Black is Beautiful


When 1960s civil rights activists chanted “black is beautiful,” they were placing the beauty of black people and black culture at the center of their pursuit of justice. Why would they do such a thing? In this course we will try to answer this question by wondering aloud about the social force of artistic beauty. Many classic theorists framed aesthetic experience as happily, affirmatively separate from petty social concerns, and that might be your wise intuition too. Yet many a dictator has banished dissident writers. Moreover, the fact that a disproportionate majority of beauty queens, literary prize winners, and esteemed artists in the US are of European descent suggests that our aesthetic values are very much informed by our social ones. By comparing the diverse perspectives of theorists like Aristotle, African Americans artist and intellectuals, and several contemporary scholars, and by attending several literary and cultural events at AU or in DC, we will explore this relationship between aesthetic values and social values so that we can understand, for example, the social significance of Kendrick Lamar’s Pulitzer prize or the power of Beyonce’s sashay.
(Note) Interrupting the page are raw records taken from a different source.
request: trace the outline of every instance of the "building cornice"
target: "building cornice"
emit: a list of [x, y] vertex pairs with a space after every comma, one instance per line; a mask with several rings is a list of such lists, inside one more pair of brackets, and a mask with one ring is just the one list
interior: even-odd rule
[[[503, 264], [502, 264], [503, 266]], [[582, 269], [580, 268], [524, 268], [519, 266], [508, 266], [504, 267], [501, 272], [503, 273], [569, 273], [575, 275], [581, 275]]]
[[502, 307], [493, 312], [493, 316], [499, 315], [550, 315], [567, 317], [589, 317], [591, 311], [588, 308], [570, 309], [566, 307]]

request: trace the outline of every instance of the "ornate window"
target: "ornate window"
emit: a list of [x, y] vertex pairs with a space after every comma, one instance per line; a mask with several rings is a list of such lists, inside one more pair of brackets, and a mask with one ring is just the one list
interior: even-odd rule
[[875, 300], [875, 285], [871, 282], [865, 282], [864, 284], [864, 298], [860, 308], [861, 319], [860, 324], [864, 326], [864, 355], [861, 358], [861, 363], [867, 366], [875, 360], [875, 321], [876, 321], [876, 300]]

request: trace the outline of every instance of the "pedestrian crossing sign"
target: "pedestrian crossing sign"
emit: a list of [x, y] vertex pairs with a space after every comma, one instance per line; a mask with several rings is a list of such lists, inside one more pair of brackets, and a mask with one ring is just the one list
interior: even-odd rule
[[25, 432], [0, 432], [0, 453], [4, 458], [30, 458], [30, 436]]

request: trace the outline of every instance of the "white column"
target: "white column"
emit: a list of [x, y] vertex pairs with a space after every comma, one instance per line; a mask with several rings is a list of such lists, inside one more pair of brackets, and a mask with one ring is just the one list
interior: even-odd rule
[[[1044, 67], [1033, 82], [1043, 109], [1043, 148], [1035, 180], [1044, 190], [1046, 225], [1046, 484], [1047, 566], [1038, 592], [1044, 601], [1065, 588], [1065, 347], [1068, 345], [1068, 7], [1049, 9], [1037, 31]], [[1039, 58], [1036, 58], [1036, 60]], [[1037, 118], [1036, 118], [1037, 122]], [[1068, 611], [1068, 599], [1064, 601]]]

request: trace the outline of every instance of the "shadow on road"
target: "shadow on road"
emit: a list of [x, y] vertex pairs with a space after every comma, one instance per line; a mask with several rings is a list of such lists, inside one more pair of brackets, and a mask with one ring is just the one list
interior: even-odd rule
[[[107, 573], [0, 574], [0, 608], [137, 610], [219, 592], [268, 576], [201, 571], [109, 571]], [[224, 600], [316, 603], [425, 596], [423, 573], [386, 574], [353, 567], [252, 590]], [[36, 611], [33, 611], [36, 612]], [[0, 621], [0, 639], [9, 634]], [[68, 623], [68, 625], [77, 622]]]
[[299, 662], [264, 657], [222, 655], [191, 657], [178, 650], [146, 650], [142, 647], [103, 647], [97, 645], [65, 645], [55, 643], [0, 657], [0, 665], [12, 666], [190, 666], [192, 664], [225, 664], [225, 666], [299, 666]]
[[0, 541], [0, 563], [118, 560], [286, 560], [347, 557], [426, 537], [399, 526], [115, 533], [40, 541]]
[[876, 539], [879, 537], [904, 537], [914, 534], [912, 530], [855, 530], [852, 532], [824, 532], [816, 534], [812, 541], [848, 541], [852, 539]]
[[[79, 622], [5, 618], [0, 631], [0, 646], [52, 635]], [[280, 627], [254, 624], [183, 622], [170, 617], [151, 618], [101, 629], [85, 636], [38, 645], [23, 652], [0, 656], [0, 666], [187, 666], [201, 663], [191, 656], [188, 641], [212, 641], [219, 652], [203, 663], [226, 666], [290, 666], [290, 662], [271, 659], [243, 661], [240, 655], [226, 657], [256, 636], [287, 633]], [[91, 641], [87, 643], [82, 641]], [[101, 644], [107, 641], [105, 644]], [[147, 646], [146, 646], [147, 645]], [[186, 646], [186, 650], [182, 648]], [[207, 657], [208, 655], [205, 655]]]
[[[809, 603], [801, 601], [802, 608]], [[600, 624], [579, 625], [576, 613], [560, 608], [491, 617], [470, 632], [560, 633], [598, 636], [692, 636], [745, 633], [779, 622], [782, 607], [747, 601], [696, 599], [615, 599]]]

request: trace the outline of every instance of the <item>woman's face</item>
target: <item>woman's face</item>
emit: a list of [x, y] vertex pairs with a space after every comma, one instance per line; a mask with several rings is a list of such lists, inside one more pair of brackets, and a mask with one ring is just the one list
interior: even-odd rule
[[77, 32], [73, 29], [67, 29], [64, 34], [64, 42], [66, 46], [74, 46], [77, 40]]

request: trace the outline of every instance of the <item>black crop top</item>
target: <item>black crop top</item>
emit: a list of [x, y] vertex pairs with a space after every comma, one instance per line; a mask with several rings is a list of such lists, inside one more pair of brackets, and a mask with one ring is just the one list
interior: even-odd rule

We will do so because, as those 1960s activists recognized, aesthetic judgment not only makes and breaks careers, it can affect how entire communities are treated, from homelessness to gentrification. Taking up a problem urgent even in Aristotle’s time, we will try to capture with precision how beautiful things elicit emotions, what kinds of emotions are produced, and how those experiences move people, maybe even to just social action.